La pénurie tant matérielle que logicielle du nouveau format fait qu’il est aussi difficile de se procurer un lecteur que des disques. Il est clair que Toshiba et ses partenaires désirent conserver un pied sur le frein, au cas où le lecteur ou les disques ne respecteraient pas les normes de performance ou de fiabilité.

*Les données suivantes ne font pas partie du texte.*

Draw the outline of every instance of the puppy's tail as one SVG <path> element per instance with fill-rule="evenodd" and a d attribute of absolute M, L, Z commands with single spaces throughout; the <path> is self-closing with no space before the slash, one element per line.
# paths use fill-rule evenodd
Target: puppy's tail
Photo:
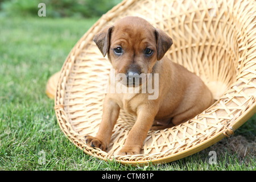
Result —
<path fill-rule="evenodd" d="M 228 89 L 226 84 L 220 81 L 212 81 L 206 84 L 209 89 L 212 92 L 213 99 L 218 100 Z"/>

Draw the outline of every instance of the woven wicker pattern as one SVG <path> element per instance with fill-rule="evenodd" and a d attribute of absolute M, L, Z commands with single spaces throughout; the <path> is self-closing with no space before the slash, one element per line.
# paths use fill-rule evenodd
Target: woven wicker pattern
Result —
<path fill-rule="evenodd" d="M 173 161 L 229 136 L 255 113 L 255 15 L 254 1 L 123 1 L 81 38 L 63 65 L 55 107 L 60 128 L 85 153 L 123 164 Z M 93 37 L 127 15 L 143 18 L 168 34 L 174 44 L 166 55 L 199 75 L 217 101 L 179 126 L 150 131 L 142 154 L 118 156 L 134 117 L 121 111 L 107 152 L 87 146 L 84 137 L 98 131 L 111 68 Z"/>

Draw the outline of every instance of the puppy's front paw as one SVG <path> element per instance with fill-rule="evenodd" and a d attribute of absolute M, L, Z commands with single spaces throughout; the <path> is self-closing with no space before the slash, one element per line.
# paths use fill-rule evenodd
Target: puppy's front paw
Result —
<path fill-rule="evenodd" d="M 120 155 L 139 154 L 141 147 L 124 146 L 119 152 Z"/>
<path fill-rule="evenodd" d="M 108 150 L 108 144 L 106 142 L 101 141 L 100 139 L 90 136 L 85 136 L 85 142 L 92 147 L 100 148 L 101 150 L 106 151 Z"/>

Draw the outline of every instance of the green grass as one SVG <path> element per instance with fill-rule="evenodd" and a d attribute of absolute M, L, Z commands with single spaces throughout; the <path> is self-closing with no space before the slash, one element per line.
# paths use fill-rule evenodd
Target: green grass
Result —
<path fill-rule="evenodd" d="M 165 164 L 124 166 L 76 148 L 59 127 L 46 84 L 96 20 L 0 18 L 0 170 L 255 170 L 255 148 L 244 156 L 227 144 L 240 135 L 255 144 L 255 115 L 230 139 Z M 209 163 L 213 150 L 216 164 Z"/>

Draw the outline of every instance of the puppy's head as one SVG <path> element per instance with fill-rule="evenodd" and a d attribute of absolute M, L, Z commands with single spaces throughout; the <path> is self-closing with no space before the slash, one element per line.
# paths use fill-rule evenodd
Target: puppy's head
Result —
<path fill-rule="evenodd" d="M 172 44 L 163 31 L 136 16 L 126 17 L 105 28 L 93 40 L 104 56 L 108 53 L 115 73 L 124 73 L 127 79 L 151 73 L 156 61 Z"/>

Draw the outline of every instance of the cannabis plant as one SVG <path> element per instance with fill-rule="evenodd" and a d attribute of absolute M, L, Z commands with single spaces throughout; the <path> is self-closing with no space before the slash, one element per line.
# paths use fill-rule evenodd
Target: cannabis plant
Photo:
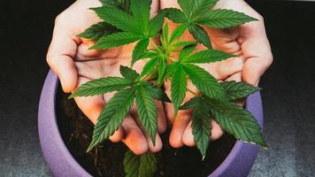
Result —
<path fill-rule="evenodd" d="M 178 0 L 181 9 L 161 10 L 150 19 L 149 0 L 101 0 L 103 5 L 92 10 L 103 19 L 78 36 L 96 42 L 94 50 L 115 48 L 136 42 L 131 66 L 146 60 L 140 73 L 121 65 L 121 77 L 100 78 L 81 85 L 70 98 L 116 92 L 107 103 L 95 126 L 88 151 L 108 139 L 121 125 L 135 103 L 140 122 L 155 143 L 158 130 L 154 100 L 173 103 L 175 112 L 192 111 L 192 133 L 196 147 L 204 158 L 214 119 L 237 140 L 265 147 L 261 130 L 253 116 L 233 101 L 244 98 L 260 88 L 244 82 L 218 81 L 198 64 L 227 59 L 234 55 L 213 50 L 204 27 L 228 28 L 257 20 L 232 10 L 211 8 L 219 0 Z M 165 19 L 178 24 L 170 34 Z M 181 41 L 188 31 L 196 41 Z M 159 38 L 159 44 L 153 39 Z M 151 43 L 153 48 L 149 48 Z M 207 49 L 196 51 L 198 43 Z M 174 53 L 179 53 L 174 58 Z M 188 88 L 188 80 L 198 93 Z M 170 82 L 171 98 L 163 89 Z M 195 97 L 183 103 L 187 92 Z M 136 156 L 127 152 L 124 165 L 127 176 L 152 176 L 157 159 L 153 154 Z"/>

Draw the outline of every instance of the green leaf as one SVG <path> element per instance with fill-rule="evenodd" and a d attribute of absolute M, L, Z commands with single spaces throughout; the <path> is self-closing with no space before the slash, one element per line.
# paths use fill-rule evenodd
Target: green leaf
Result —
<path fill-rule="evenodd" d="M 203 159 L 204 159 L 209 147 L 211 124 L 209 106 L 202 98 L 199 98 L 196 104 L 192 114 L 191 127 L 196 147 L 200 150 Z"/>
<path fill-rule="evenodd" d="M 148 31 L 150 21 L 150 2 L 148 0 L 131 0 L 131 12 L 144 31 Z"/>
<path fill-rule="evenodd" d="M 211 98 L 226 99 L 225 90 L 217 80 L 204 69 L 191 64 L 183 65 L 191 82 Z"/>
<path fill-rule="evenodd" d="M 143 66 L 142 72 L 141 73 L 141 76 L 143 77 L 144 75 L 150 74 L 153 70 L 157 67 L 158 58 L 155 58 L 149 60 Z"/>
<path fill-rule="evenodd" d="M 189 45 L 196 45 L 197 42 L 179 42 L 177 43 L 174 43 L 174 44 L 172 44 L 173 47 L 182 47 L 182 48 L 185 48 L 185 47 L 188 47 Z"/>
<path fill-rule="evenodd" d="M 134 88 L 122 89 L 112 96 L 98 117 L 94 127 L 92 142 L 87 151 L 90 151 L 97 144 L 108 139 L 119 127 L 134 98 Z"/>
<path fill-rule="evenodd" d="M 194 0 L 192 1 L 192 6 L 189 10 L 193 17 L 196 17 L 210 11 L 210 8 L 215 5 L 218 1 L 219 0 Z"/>
<path fill-rule="evenodd" d="M 126 45 L 128 43 L 134 42 L 142 38 L 139 35 L 134 35 L 129 32 L 119 32 L 109 35 L 105 35 L 100 38 L 97 43 L 92 46 L 91 50 L 104 50 L 114 47 L 119 47 L 121 45 Z"/>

Seuls 15.000 lecteurs seront pour le moment livrés sur le marché américain : il ne serait guère surprenant que chez Toshiba, les ingénieurs soient occupés à mettre au point une solution logicielle au problème de démarrage trop lent et de redémarrage complet du lecteur, ce qui s’avère parfois nécessaire en dernier recours.
Un sondage a récemment été réalisé auprès de 16.000 internautes pour savoir ce qu’ils pensaient de la guerre entre les deux nouveaux formats haute définition, le HD DVD et le Blu-ray. Les avis sont très partagés, mais il est indéniable que le HD DVD gagne une manche en mettant le premier un lecteur sur le marché. Le Blu-ray, par contre, bénéficie clairement du grand nombre de titres haute définition qui seront commercialisés par Sony : plus de 3.000 films et de 2.000 programmes de télévision en définition 1.080p. A cet égard, il est particulièrement agaçant que les lecteurs HD DVD ne migreront à la définition 1.080p que quand des titres dédiés auront été publiés...
De toute façon, les aficionados n’attendront pas l’issue de cette guerre des formats et connecteront un lecteur de chaque format à leur « home cinéma »… qui aura encore envie de regarder ces bons vieux DVD quand les films en HD vous tendront les bras ?
Audio/Video Revolution devrait publier sur son site un banc d’essai détaillé (en anglais) des lecteurs Toshiba HD-A1 et HD-XA1 le jeudi 1er juin.